With a stroke of the president’s pen, the Paycheck Protection Program Flexibility Act (PPPFA) brought desperately needed reform to well-meaning financial relief measures that have been rocked by confusion, lack of transparency, and monetary shortfalls.

Signed into law by President Trump on June 5, the new bill modifies provisions related to the forgiveness of loans made to small businesses under the original Paycheck Protection Program (PPP) passed by Congress in March as part of the CARES Act. It also provides additional options for small businesses that have taken—or will take—PPP loans. Under the PPPFA, practices still in the process of applying for loans now have until June 30 to gain approval.

NEWStat reached out to Marsha Heinke, DVM, EA, CPA, CVPM, owner of Veterinary Practice Made Perfect, a veterinary consulting and accounting firm, and author of Practice Made Perfect: A Complete Guide to Veterinary Practice Management, Second Edition, for help in understanding how the changes affect veterinarians.
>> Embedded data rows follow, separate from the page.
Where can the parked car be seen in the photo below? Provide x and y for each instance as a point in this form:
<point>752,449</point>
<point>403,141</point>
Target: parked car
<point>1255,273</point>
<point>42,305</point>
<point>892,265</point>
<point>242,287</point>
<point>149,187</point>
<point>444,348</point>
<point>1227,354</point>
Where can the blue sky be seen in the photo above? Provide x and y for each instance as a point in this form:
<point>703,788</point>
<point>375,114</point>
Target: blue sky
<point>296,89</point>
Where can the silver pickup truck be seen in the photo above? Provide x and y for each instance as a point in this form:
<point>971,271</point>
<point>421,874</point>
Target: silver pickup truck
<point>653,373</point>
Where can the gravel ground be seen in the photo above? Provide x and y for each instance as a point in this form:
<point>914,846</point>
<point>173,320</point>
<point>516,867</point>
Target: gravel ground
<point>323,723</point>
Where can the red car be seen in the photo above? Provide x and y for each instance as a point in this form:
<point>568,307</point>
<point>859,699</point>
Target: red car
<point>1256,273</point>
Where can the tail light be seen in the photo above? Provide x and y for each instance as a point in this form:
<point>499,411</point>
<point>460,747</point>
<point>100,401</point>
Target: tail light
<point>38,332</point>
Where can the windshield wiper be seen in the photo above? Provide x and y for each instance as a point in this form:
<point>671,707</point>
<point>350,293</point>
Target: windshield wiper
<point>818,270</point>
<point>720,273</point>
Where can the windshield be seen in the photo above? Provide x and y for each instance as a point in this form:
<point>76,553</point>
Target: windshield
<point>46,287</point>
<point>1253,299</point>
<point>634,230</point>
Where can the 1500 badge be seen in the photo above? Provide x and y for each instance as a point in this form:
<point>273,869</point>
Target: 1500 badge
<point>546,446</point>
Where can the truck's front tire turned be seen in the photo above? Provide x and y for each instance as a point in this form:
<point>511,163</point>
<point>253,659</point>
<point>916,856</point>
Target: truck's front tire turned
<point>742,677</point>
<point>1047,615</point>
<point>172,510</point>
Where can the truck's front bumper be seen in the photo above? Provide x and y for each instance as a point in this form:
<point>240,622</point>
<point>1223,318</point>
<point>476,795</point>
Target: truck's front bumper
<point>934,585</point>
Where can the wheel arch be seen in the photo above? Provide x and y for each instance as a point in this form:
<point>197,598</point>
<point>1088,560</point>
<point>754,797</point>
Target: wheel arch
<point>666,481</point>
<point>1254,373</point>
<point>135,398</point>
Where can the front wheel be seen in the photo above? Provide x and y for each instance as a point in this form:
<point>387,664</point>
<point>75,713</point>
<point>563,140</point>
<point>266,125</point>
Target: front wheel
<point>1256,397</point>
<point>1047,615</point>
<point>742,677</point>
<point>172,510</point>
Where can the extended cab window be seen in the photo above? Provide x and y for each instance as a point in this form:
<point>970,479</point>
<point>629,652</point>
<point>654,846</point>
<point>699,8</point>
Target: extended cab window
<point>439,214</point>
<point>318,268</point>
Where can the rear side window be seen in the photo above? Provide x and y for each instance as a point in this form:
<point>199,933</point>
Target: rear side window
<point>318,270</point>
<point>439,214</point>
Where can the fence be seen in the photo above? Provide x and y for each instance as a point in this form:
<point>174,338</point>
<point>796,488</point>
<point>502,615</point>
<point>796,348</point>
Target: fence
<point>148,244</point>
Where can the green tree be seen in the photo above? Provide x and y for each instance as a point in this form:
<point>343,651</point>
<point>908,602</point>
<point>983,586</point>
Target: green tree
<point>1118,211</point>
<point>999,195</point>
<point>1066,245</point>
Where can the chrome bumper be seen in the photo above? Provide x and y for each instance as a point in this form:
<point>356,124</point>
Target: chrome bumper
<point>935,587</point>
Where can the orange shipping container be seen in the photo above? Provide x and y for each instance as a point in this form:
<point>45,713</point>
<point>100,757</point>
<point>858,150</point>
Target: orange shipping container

“The original CARES Act and Small Business Administration (SBA) guidance required borrowers to use the funds for specified purposes during the 56-day period (8 weeks) immediately following funding,” Heinke said. “The newly passed PPPFA adjusts the requirements, making it easier for borrowers to use the loan funds appropriately and to gain forgiveness.”

One hundred percent of the loans can be forgiven if those requirements are met.

Here are the other major changes mandated by the bill’s passage:

  • The amount of time an employer has to use the loan is now 24 weeks (up from the original 8 weeks)
  • Borrowers have until 10 months past the end of that 24-week period to apply for forgiveness
  • The amount the employer is required to use on payroll in order to qualify for forgiveness has decreased from 75% to 60%
  • Any practices gaining a PPP loan between June 5 and June 30 will have five years to repay any loan proceeds that are not forgiven
  • Practices with PPP loans prior to June 5 will continue to have two-year repayment periods unless they’re able to renegotiate terms with their lenders
  • The date to rehire staff is delayed until December 31

With the PPPFA easing requirements and the SBA promising to release updated rules and guidance (including a modified loan-forgiveness application), Heinke says that many veterinary practice borrowers might want to wait a few weeks before taking any action to see if new instructions will make the loan-forgiveness application process less painful: “Many [found] the SBA’s PPP loan-forgiveness application to be complicated,” in large part due to the extensive benchmarks that borrowers had to meet.

The main takeaway?

According to Heinke, “Most veterinary practices should be able to attain 100% loan forgiveness,” thanks to the flexibility provided by the PPPFA.